Saturday, January 28, 2012

Rayakan Rumahmu

Lima tahun lalu seorang teman di Yogyakarta minta dibuatkan rumah yang menurut rencana akan ditempati oleh ayahnya. Sebelumnya, ayah temanku itu menumpang di rumah seorang kerabat mereka. Semuanya berjalan lancar sampai suatu saat sang pemilik rumah mengeluh. Dia berencana menjual rumahnya tetapi niatnya selalu tertunda karena tidak tega 'mengusir' ayah temanku ini.

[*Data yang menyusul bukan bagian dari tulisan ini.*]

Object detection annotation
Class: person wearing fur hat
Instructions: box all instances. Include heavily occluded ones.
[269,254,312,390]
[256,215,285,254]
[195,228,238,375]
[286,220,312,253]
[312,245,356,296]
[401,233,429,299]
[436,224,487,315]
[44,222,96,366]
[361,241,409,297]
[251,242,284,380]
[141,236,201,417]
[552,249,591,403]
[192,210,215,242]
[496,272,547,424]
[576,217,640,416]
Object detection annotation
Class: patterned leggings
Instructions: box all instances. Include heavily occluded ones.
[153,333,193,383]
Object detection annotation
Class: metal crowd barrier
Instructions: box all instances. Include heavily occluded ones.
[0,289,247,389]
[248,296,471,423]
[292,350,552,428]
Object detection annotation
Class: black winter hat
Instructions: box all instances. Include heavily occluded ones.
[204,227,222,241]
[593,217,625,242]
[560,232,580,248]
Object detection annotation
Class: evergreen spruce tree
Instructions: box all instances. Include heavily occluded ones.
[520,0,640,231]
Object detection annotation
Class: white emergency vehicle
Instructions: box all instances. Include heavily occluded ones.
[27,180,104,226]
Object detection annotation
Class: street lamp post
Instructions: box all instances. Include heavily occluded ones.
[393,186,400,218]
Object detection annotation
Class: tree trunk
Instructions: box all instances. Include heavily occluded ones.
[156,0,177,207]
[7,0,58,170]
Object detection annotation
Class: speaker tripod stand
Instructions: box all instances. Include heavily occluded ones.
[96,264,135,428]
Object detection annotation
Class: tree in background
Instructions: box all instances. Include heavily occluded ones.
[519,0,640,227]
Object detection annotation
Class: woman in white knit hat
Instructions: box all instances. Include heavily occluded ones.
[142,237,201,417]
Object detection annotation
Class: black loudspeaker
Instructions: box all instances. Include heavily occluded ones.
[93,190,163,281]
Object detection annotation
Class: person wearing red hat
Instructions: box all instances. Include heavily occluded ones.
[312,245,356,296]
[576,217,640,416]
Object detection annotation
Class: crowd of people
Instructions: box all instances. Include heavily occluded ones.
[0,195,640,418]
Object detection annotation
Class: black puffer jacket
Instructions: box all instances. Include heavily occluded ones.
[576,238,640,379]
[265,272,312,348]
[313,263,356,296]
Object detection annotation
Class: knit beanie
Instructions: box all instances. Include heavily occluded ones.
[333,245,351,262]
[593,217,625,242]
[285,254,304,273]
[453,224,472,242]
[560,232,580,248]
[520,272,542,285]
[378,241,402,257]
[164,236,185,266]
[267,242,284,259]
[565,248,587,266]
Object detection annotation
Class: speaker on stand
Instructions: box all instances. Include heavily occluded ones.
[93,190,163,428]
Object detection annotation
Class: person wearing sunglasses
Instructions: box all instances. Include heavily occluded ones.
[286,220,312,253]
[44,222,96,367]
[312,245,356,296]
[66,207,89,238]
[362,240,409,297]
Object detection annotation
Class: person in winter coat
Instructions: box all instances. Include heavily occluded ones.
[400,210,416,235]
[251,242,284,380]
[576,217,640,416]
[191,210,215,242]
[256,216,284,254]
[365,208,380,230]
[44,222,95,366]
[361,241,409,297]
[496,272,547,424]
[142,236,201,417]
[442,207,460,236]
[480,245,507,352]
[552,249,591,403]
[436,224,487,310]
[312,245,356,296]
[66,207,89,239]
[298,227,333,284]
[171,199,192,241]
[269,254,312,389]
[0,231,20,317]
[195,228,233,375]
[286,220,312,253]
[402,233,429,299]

Setelah rumah temanku selesai dibangun sang ayah tidak kunjung menempati. Hanya sesekali menengok untuk membersihkan. Temanku ini jadi kesal hati. Sudah dibuatkan rumah tapi masih memilih merepotkan orang lain. Tempo hari di Yogya dia menengok rumah tersebut. Sesampainya di sana dia disambut tetangga yang bertanya, "Bapak menika kok lucu to mas? Wonten griyo tenang ngeten niku kok mboten dinggeni? Nggih kala wingi nika kulo ketingal wonten langit-langit retak-retak, padahal griyo nika gadhah jiwo lho mas, menawi griyo nika suwung nggih mung marai risak sedaya". [Bapak itu kok lucu to mas? Punya rumah tenang tapi tidak ditempati. Kemarin saya perhatikan ada langit-langit yang retak, padahal rumah punya jiwa. Kalau rumah dibiarkan kosong maka akan rusak].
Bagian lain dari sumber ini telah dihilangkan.